Because of the substantial volume of money that it has raised, and because of its status as a 501(c)(4) political nonprofit organization that is not required to disclose the donations it receives, Acronym has been widely described as a dark money group. Acronym, like other dark money groups, has received criticism for the lack of transparency in its funding structure, although McGowan and others have defended the 501(c)(4) funding structure as a useful innovation for progressive advertising groups to adopt.

==Relationships, clients, activities, staff==

Hosted by Tara McGowan, the FWIW Podcast was a biweekly podcast about the digital race for the White House in 2016. Past guests included David Plouffe, Jeff Zeleny, and DNC CTO Nell Thomas.

In 2019, the Iowa Democratic Party paid $63,000 to Shadow, Inc., a for-profit software company acquired by Acronym, to create a mobile application (app) to tally results from the 2020 Iowa Democratic caucuses. Shadow, Inc. was created in 2019 by Acronym when they acquired the technology firm Groundbase from Gerard Niemira, who was then made CEO of Shadow, Inc. Niemira had also previously served as chief operating officer and chief technology officer of Acronym prior to being CEO of Shadow, Inc.

In the wake of Acronym's involvement in the 2020 Iowa Caucuses' vote tallying problems, McGowan downplayed Acronym's connection to the app Shadow that was responsible for delays and inconsistencies in reporting election results.

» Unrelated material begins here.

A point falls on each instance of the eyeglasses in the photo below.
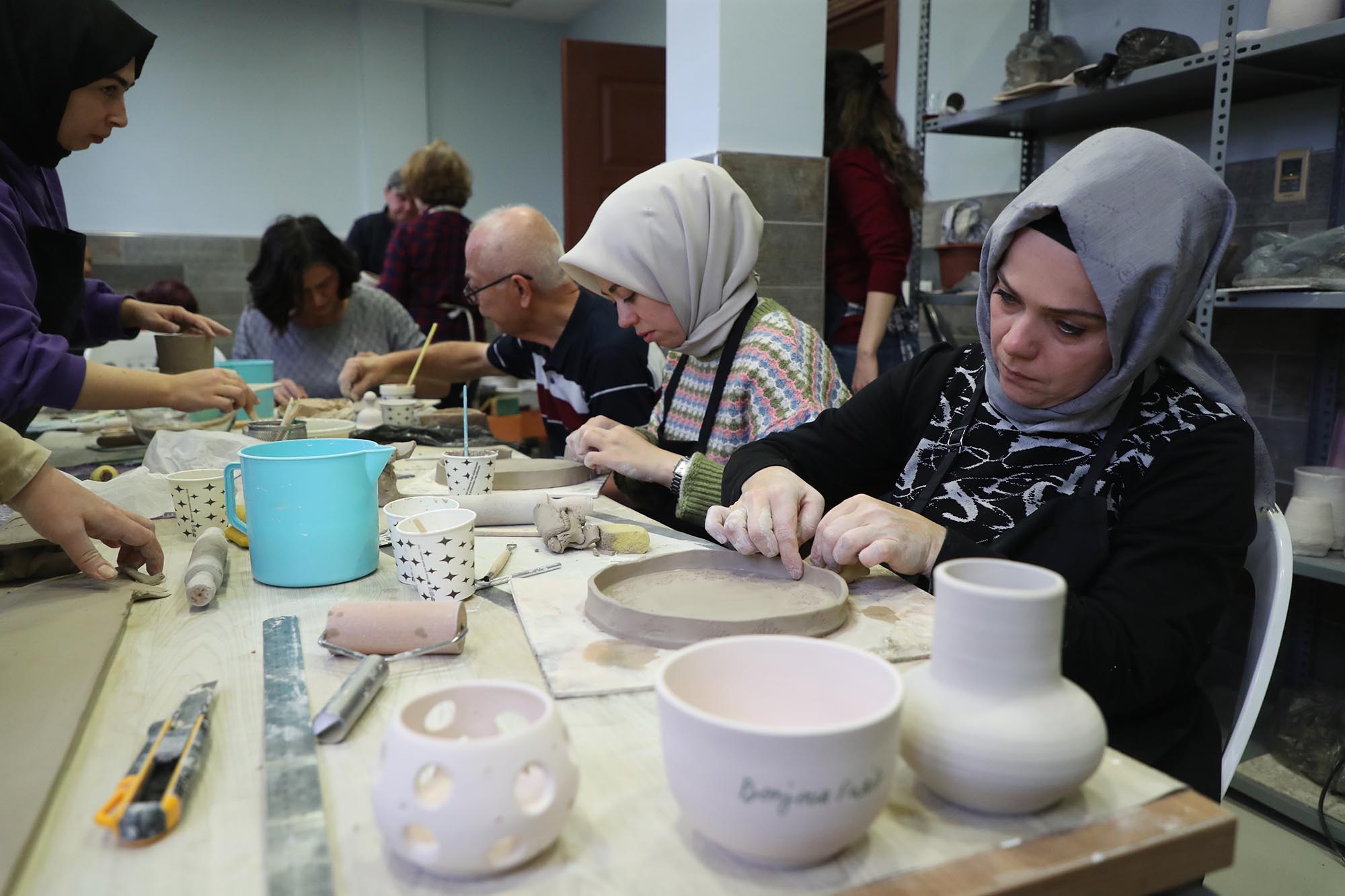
(471, 294)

A report in The Intercept, however, found that "internal company documents, a source close to the firms, and public records show a close and intertwined relationship between Acronym and Shadow." ACRONYM later divested its interest in Shadow Inc.

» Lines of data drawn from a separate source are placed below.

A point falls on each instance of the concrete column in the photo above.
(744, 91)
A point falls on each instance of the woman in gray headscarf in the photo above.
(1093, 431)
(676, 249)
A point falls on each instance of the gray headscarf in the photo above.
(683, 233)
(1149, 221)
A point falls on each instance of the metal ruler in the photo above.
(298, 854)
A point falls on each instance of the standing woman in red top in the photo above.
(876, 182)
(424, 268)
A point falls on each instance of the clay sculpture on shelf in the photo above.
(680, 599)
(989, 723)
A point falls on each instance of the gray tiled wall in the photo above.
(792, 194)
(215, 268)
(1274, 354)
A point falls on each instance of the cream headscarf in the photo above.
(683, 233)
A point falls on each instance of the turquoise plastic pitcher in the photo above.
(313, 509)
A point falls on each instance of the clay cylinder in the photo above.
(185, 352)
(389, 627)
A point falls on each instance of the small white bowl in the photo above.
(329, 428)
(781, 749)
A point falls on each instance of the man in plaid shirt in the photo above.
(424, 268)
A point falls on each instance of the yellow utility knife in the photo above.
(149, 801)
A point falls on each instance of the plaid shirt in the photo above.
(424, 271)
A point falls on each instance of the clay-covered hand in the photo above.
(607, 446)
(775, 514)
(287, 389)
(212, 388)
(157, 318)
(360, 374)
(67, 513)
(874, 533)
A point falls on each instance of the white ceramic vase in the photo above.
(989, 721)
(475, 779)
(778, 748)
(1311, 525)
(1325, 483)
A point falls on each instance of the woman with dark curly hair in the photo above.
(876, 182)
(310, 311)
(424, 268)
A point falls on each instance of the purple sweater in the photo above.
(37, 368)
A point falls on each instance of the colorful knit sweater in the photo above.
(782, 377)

In addition to Shadow, Inc., Acronym has owned several for-profit corporations, including the digital strategy firm Lockwood Strategy and the media company FWIW Media. Acronym planned to launch an apparel company called Rogue Swag, and later ran an apparel campaign under that name. Courier Newsroom, which describes itself as a "progressive media company", is also owned by Acronym. Courier Newsroom acts as a parent company for local news websites.

In November 2019, Acronym founder Tara McGowan announced that Acronym and its affiliated Super PAC, called Pacronym (and styled PACRONYM), would undertake a $75 million online advertising campaign targeting four potential swing states in the 2020 United States presidential election. Pacronym received $2,407,208 in 2018 and spent $1,000,000 (43%) the same year in payments to Lockwood Strategy, also owned by Acronym. Since the campaign of incumbent president Donald Trump was reported to have a significant advantage in digital advertising during the 2020 Democratic Party presidential primaries, this large expenditure by a Democratic-aligned organisation was considered by many political strategists and media commentators to be a crucial safeguard for the Democratic Party against the risk of being outspent in digital advertising before their presidential nominee could be chosen. Nick Fouriezos of Ozy magazine identified Acronym, and McGowan's efforts in particular, as "one of the major forces shaping the Democrats' general-election fight against Donald Trump".

The Democratic Congressional Campaign Committee, Emily's List, Everytown for Gun Safety, and Planned Parenthood have hired Acronym for digital organizing services.

David Plouffe, who was campaign manager for former president Barack Obama, serves on the board of directors of Acronym.